Deep in the Midst of Thought

Womack - Lonely (Mark Rae Edit)

As she sits to pass the time, the times of memory passes by. Drinking coffee and smoking away seconds just to relieve the pain inside only for a brief moment. It always comes back, and when it does it hits harder. His name keeps running through her mind like a painful torture trap without solace. Walking through a daze, all faculties work, yet the brain just can't break out of the shackles. Day by day, pain by pain. Hope only keeps the spirit going, hoping that it won't go away.

Today was a good day with a mate, then straight for a coffee to reassess my day (the place where I took this photo). Off to a soul destroying shopping mall to hopefully find something to buy. The only thing I bought was a steak from the food court.
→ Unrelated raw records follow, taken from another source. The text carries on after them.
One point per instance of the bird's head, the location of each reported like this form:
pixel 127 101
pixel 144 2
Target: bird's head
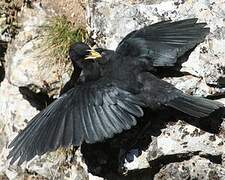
pixel 81 53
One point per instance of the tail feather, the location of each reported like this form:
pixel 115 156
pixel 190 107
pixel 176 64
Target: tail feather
pixel 195 106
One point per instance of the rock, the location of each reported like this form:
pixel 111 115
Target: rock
pixel 205 64
pixel 195 168
pixel 28 60
pixel 26 66
pixel 180 144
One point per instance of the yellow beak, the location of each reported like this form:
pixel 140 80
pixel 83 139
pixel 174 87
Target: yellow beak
pixel 93 54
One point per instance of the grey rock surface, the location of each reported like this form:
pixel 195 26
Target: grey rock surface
pixel 28 59
pixel 110 21
pixel 184 151
pixel 27 66
pixel 180 151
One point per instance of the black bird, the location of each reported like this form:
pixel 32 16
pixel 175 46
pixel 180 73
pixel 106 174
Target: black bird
pixel 113 88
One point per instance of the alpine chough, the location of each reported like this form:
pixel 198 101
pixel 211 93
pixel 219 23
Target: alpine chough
pixel 113 88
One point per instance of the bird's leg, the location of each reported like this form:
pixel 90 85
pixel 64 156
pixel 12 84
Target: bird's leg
pixel 124 152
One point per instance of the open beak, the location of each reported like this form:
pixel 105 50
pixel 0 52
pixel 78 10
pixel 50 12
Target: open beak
pixel 93 54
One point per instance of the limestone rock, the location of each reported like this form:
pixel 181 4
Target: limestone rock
pixel 28 61
pixel 205 64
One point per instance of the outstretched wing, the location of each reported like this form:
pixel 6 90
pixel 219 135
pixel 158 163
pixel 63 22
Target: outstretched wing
pixel 89 112
pixel 162 43
pixel 157 92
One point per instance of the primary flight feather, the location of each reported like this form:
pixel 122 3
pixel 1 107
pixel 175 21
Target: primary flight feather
pixel 113 88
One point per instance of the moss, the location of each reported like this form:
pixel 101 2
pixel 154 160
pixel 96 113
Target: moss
pixel 60 35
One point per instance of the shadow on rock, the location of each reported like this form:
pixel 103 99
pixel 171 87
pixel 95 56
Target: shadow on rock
pixel 105 159
pixel 3 48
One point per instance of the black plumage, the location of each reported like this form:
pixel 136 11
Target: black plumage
pixel 111 91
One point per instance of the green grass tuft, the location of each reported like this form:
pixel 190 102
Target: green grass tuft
pixel 60 35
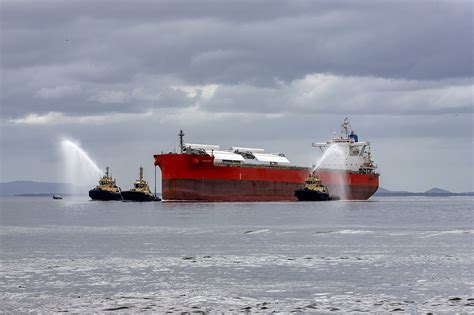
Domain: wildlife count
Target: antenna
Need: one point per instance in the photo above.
(181, 145)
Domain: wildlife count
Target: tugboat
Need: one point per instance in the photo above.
(313, 190)
(106, 190)
(140, 191)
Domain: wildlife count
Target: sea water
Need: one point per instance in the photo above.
(410, 254)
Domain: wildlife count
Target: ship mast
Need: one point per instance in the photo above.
(181, 144)
(346, 125)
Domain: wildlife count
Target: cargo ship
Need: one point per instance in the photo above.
(201, 172)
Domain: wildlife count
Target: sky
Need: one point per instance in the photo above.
(121, 78)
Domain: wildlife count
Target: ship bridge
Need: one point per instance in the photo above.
(346, 153)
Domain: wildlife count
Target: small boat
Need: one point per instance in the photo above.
(106, 190)
(313, 190)
(140, 191)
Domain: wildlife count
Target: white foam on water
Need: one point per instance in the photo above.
(79, 169)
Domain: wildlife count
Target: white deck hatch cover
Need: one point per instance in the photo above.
(273, 158)
(225, 155)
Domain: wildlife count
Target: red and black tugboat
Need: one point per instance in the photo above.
(106, 190)
(140, 191)
(313, 190)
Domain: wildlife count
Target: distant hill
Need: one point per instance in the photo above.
(32, 187)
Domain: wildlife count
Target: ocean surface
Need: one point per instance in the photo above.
(407, 254)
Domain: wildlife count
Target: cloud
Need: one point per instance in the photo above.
(331, 94)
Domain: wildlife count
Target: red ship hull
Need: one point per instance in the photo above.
(191, 177)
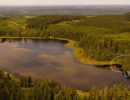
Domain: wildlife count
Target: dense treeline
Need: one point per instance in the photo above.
(101, 44)
(24, 88)
(41, 22)
(116, 23)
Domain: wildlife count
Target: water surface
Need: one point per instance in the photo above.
(51, 59)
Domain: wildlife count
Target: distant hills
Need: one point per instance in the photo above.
(77, 9)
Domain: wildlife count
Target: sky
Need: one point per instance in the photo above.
(64, 2)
This is my last day of my holidays and I wanted so bad to do something amazing, but I went straight home after the mall, accepted the fact that it was going to be like this, then went straight to the gym to hopefully increase my longevity, then bought healthy food to prolong the hope even more. Got the washing done, my bike repaired and borrowed films (to which I owe my passion to aside from music) just to see how amazing people can create something out of nothing. I saw Ridley Scott's The Counselor which was very good in my opinion. A killer cast with a crazy script (a little pretentious for some but true for me). It was so stylish and amazing that it made me feel extremely low and insecure. I want to make 20 million but not in that fashion and seeing these unrealistic expectations just makes me feel stupid. But as the script in the film said, I have made my choice and am living in the world to which I have already created. Tough luck.

I will make my choices for the future and I will grow stronger everyday, nothing is going to stop me, because I am I.